Johann Sebastian Bach. Certains le considèrent insurpassé malgré la concurrence que lui opposent Wolfgang Mozart et Ludwig van Beethoven. Il est possible de se demander si Bach est baroque ou simplement Bach. Je pense que Bach a réellement une esthétique baroque, une fibre baroque même si la profondeur de son œuvre est au dessus d’un style formel et d’une école particulière et les limites qu’elle impose (l’application quasi dogmatique d’une théorie). Alors pourquoi baroque ? La musique de Bach adopte les rondeurs, les vagues, les courants contraires (le contrepoint) et le flot de notes (propre à Bach et Domenico Scarlatti) du baroque. Les notes ne jaillissent jamais comme chez Mozart et n’adhèrent que rarement à une architecture basée sur la fracture, comme celle d’un poète des sons à la Beethoven. Il se plait à ajouter des ornements architecturaux soit pour renforcer l’ombre du doute ou le sautillement guilleret avec une trille joyeuse. La musique de Bach est particulièrement belle. Le flot de notes déversées s’organise par un jeu polyphonique où les voix se répondent de façon inégalable. Quand une voix exprime un sentiment de joie voire de volupté, l’autre répond avec mélancolie voire douleur. Le génie est que ces voix se répondent parfois sur la même ligne mélodique. La douleur source de dissonances est une face cruciale de la musique de Bach. Elle contient parfois un déchirement dont la force confond l’auditeur et réveil une sensation particulière. Cette sensation est un long frisson qui glace car cette musique touche par son humanité, son impact sur l’humain. Elle rentre en nous et alimente nos sens car elle est empreinte de l’humain et du divin à la fois.
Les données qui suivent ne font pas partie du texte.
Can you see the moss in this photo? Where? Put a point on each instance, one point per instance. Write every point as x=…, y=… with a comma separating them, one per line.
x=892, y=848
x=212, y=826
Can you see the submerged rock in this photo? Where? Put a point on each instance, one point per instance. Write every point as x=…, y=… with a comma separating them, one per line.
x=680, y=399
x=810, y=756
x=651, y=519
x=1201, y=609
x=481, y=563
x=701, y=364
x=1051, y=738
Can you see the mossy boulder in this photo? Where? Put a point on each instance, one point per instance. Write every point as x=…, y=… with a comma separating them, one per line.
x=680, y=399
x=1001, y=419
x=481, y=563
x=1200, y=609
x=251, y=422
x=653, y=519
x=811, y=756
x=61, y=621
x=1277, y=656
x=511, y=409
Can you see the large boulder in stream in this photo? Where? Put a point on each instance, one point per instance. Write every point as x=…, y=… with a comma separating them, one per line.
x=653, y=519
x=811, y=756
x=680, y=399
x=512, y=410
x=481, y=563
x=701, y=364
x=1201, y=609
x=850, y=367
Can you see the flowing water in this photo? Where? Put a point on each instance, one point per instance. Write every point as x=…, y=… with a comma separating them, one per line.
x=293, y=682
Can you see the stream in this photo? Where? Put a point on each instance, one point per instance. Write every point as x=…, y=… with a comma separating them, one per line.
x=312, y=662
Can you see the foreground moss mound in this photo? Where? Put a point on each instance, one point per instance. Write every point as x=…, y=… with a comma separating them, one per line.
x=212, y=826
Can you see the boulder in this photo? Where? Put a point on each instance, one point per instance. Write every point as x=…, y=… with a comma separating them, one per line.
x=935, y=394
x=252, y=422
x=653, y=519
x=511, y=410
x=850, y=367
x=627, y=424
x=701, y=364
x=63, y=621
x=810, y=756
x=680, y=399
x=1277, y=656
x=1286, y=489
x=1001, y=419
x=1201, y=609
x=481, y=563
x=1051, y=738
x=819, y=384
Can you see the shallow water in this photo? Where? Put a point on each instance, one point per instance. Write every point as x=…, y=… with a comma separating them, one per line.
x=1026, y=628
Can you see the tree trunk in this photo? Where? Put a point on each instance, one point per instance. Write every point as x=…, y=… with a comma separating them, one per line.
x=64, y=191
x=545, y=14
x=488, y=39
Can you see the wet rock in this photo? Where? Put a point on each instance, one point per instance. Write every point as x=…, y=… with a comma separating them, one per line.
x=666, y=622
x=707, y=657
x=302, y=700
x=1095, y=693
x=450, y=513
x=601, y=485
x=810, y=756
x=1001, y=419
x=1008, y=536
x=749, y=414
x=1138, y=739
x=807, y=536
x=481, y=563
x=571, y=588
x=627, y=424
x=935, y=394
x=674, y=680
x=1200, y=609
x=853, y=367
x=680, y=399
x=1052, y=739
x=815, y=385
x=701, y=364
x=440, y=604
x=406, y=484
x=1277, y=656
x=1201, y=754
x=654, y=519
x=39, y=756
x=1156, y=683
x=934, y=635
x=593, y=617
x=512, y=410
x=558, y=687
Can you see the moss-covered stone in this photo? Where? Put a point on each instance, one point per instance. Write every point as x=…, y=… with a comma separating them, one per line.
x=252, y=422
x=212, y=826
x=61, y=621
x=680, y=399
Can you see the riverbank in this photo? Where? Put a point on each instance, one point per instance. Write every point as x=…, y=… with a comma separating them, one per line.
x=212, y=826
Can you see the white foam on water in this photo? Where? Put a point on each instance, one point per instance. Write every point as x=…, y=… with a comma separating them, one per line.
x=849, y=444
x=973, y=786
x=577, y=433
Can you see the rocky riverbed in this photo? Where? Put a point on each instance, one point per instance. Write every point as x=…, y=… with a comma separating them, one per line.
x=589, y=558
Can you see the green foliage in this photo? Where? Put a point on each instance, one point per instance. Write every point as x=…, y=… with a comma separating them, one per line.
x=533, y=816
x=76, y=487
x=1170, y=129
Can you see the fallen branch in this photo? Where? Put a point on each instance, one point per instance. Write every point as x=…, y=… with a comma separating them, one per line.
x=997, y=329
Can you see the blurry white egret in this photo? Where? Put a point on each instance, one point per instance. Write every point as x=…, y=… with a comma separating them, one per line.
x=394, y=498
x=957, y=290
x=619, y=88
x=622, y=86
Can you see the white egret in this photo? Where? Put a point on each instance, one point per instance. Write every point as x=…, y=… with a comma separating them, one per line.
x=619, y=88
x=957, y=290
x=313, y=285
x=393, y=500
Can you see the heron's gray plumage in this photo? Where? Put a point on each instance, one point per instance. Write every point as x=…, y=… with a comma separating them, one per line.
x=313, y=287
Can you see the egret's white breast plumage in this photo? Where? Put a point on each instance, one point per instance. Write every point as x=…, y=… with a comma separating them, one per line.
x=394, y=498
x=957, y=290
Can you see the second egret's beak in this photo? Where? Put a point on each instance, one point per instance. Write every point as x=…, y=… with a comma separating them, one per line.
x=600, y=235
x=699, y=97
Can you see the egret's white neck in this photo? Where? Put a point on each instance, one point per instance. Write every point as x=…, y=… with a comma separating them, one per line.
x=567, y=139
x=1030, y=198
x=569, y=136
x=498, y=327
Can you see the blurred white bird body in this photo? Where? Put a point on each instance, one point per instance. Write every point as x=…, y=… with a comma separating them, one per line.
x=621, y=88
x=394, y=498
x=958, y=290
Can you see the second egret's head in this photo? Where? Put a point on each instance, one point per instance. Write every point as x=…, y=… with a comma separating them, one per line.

D’où la seconde question que l’on peut se poser après voir vu sa forme : quelle est la nature de cette musique ? En fait, la musique de Bach est quelque part très rationnelle. Elle a une grammaire stricte et rigoureuse. Le continuel flot de notes est très pensé, le contrepoint est presque arithmétique (mathématiques qui annonce la musique du XXème siècle), et il y a parfois une certaine prévisibilité des réponses dans les phrases musicales (quatrième suite pour violoncelle). Le rythme est important, parfois linéaire, diabolique à respecter. Le rubato est interdit. Pourquoi ce rythme si strict et rationalisé ? D’où le contrepoint de ma thèse : la musique de Bach a une forme rationnelle et un fond irrationnel. Reprenons la question du rythme. En effet, ce respect fondamental réprime les passions romantiques de l’humain. Il y a donc une ombre irradiante qui plane sur cette musique : celle de la figure la plus irrationnelle qui soit : Dieu. La musique de Bach tournoie, illumine tel un ange ou reflète l’ombre de l’humain et son intérieur (elle cherche d’une matière géniale à le maîtriser). En effet une lumière divine venue les Cieux semble parfois nous éclairer —non, le mot est faible— nous éblouir. Ou bien Bach transcrit la nature humaine avec son ombre, sa douleur, son mystère et ses passions proprement inexplicables. Mais il y a toujours une oscillation entre cette passion naturelle et une recherche de la maîtrisée par une forme très pensée, donc un balancement entre irrationnel et rationnel. Cette musique exalte nos sens car on sent sa lumière et son ombre nous envahir avec volupté, cependant sa forme incite à expulser la déraison et à faire jouir l’humain par l’artisanat d’un serviteur de Dieu.
Finalement, la forme très pensée de l’œuvre apparaît comme un coup de génie et nos sens parle à la place de notre raison. Ainsi, la forme qui relève de l’artisanat musical le plus génial jamais produit nous guide, sans effusion et explosion d’émotion, vers la beauté qui exalte l’humain et ses sens. Notamment son sens du sacré et des mystères de ce monde que nous percevons mais que nous somme incapables de déchiffrer. C’est un déchiffrement qui n’est possible, à travers la musique de Bach, que par un voyage où fusionnent une forme rationnelle et une nature musicale dont la puissance musicale tient du miracle et de l’irrationnel.